Leveraging the Redox Activities of Cerium and Dibenzotetrathiafulvalene to Discover a Photo-Responsive Magnetic Material

Abstract

Stimuli-responsive changes in lanthanide-based materials are a promising research direction. In this study, [DBTTF]4[Ce2Cl10] DBTTF = dibenzotetrathiafulvalene (1) was synthesized by a light-induced crystallization, where photo-oxidation of DBTTF enables formation of the cerium dimer [Ce2Cl10]4-. Intermolecular interactions between the stacked organic units of the crystal result in CT bands in the visible-NIR region, evident in the solid-state absorption spectrum upon comparison with the solution spectrum. The assignments of the sublattice oxidation states were made with single-crystal X-ray diffraction (SC-XRD) structural characterization, Raman spectroscopy, X-ray absorption spectroscopy, and magnetometry.
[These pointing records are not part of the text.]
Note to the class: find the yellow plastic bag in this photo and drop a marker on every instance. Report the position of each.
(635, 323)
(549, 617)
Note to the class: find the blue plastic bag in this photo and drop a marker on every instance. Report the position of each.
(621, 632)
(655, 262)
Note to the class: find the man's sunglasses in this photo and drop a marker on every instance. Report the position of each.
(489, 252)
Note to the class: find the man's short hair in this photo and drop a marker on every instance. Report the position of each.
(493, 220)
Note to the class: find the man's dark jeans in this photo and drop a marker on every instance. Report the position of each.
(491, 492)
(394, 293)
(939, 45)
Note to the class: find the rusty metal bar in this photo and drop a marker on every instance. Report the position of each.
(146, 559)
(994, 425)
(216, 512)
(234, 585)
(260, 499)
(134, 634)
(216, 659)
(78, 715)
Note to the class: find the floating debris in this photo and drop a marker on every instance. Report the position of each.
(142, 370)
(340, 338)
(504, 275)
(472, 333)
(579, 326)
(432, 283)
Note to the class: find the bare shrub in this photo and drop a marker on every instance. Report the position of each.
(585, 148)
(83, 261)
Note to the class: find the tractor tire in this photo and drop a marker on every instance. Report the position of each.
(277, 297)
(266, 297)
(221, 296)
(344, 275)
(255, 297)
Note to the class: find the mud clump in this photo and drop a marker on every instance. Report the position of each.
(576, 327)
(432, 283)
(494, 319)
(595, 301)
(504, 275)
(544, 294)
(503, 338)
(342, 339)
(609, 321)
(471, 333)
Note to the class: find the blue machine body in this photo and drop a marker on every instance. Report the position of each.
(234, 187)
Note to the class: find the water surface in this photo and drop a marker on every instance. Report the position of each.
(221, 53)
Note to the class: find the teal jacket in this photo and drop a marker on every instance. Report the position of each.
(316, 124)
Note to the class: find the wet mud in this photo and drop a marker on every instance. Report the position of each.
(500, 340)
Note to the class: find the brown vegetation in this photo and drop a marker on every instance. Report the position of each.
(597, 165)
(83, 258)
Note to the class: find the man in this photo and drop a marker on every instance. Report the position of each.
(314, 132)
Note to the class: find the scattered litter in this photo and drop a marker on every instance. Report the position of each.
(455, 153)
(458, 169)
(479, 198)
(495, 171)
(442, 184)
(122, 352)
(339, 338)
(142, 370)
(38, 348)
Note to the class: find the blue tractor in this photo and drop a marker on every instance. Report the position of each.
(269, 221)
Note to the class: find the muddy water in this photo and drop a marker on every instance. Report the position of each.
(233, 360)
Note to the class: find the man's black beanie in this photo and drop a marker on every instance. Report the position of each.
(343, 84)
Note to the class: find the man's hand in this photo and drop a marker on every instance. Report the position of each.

Continuous 532 nm laser irradiation of the microcrystalline solid modulates the redox states in 1, leading to ~40% reduction in the observed magnetization at 2 K. Density functional theory PBE+U/HSE06 band structure calculations predict Mott insulating behavior in 1, with a bandgap of 0.54/0.81 eV, and further support the conjecture that the observed photo-induced change in magnetization results from electron transfer from the [Ce2Cl10]4- anions to the π-stacked [DBTTF]22+ organic dimer subunits. An enhancement in conductivity is similarly observed upon 532 nm irradiation, determined by single-crystal transport measurements. The findings reveal that photo-responsive lanthanide-based materials can be achieved by integration of redox-active organic moieties with redox-active lanthanide cations for the realization of switchable, photo-magnetic materials.